Il modello di riferimento per eccellenza nello studio delle teorie motivazionali è rappresentato dalla scala dei bisogni proposta da Maslow[294], nella quale si individua una classificazione organizzata secondo una logica gerarchica. Il soddisfacimento dei bisogni avviene secondo un ordine preciso per cui i bisogni di livelli superiore non saranno appagati se prima non sono soddisfatti quelli di livello inferiore; inoltre quando un bisogno è regolarmente e continuamente soddisfatto, perde anche il suo potenziale motivante, in quanto svanisce il valore proprio di bisogno. Ciò comporta che alcuni fattori inclusi nel rapporto lavorativo, quali l'ambiente fisico, il livello retributivo, la sicurezza del lavoro, non riescono più a motivare le persone in quanto già largamente soddisfatti nella società odierna e in ogni caso essi devono essere assicurati in base alle norme legislative vigenti. Il punto fondamentale su cui agire è quindi l'esigenza di stima e di auto - realizzazione, che in un rapporto di lavoro sono soddisfatti, per esempio, dal livello di responsabilità e di fiducia, dal riconoscimento dei risultati ottenuti, dai contenuti del lavoro, dalla possibilità di promozione e crescita professionale. In particolare nei momenti di difficoltà aziendale si deve prestare attenzione alle persone e soprattutto al soddisfacimento dei bisogni più elevati: è necessario fare riferimento a un sistema organizzativo nel quale venga potenziato l'apprendimento e la motivazione, al fine di raggiungere un'ottimale livello di cooperazione, competenza e coinvolgimento. Tutto questo passa attraverso l'interessamento alle persone considerate integralmente, non solo in funzione del loro contributo all'impresa; quindi un'attenzione allo sviluppo personale di ognuno e alla crescita individuale, senza la quale è inutile ricercare quella professionale.
A supporto di tali affermazioni si riportano
alcuni pensieri di Franco D'Egidio[295]
il quale esprime l'esigenza per il nostro periodo che si costituiscano imprese
"non più guidate da cose (la gerarchia, la struttura, i meccanismi) ma da
valori, da simboli, da concetti, da idee". L'Autore sottolinea come la crescita
dell'ambiguità e della conflittualità dei comportamenti umani vada gestita, da
parte dell'impresa, modificando radicalmente l'approccio gestionale. In passato
questi elementi sono stati controllati attraverso vere e proprie forme di
potere e stretto controllo ora, è necessario un atteggiamento di apertura e di cooperazione tra gli
individui, in una parola, un atteggiamento di fiducia.
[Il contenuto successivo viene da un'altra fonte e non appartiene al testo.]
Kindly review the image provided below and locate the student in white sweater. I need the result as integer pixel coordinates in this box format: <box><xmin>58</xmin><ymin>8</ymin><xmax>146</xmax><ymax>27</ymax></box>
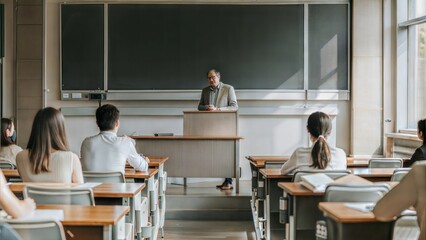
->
<box><xmin>281</xmin><ymin>112</ymin><xmax>346</xmax><ymax>175</ymax></box>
Così all'imposizione
delle proprie idee deve essere sostituito il dialogo con le persone, l'ascolto
e la messa in comune di punti di vista differenti. << L'indifferenza deve
infine lasciare spazio al concetto di amore, intendendo con questa espressione
una maggiore attenzione ai bisogni, alle motivazioni e ai pensieri delle persone >>.
L'organizzazione deve esprimere, continua ancora D'Egidio, una forte valenza
simbolico - culturale, per poter gestire le complessità odierne, e tale
impostazione rappresenta il primo passo per la costruzione di un nuovo modello manageriale che rappresenti una
rivoluzione ex novo e non un
evoluzione di vecchi modelli. Per poter sopravvivere in un contesto altamente
turbolento è quanto mai necessaria una elevata capacità di rinnovarsi
continuamente e ciò richiede una grande idoneità nel motivare i lavoratori con
successo. La grave difficoltà generalmente riscontrata nel
coinvolgere maggiormente i dipendenti nel lavoro, ad aumentare il loro grado di
responsabilizzazione, la loro attitudine e volontà decisionale, derivano in
gran parte dal modo in cui fino ad ora ci si è posti di fronte alle persone.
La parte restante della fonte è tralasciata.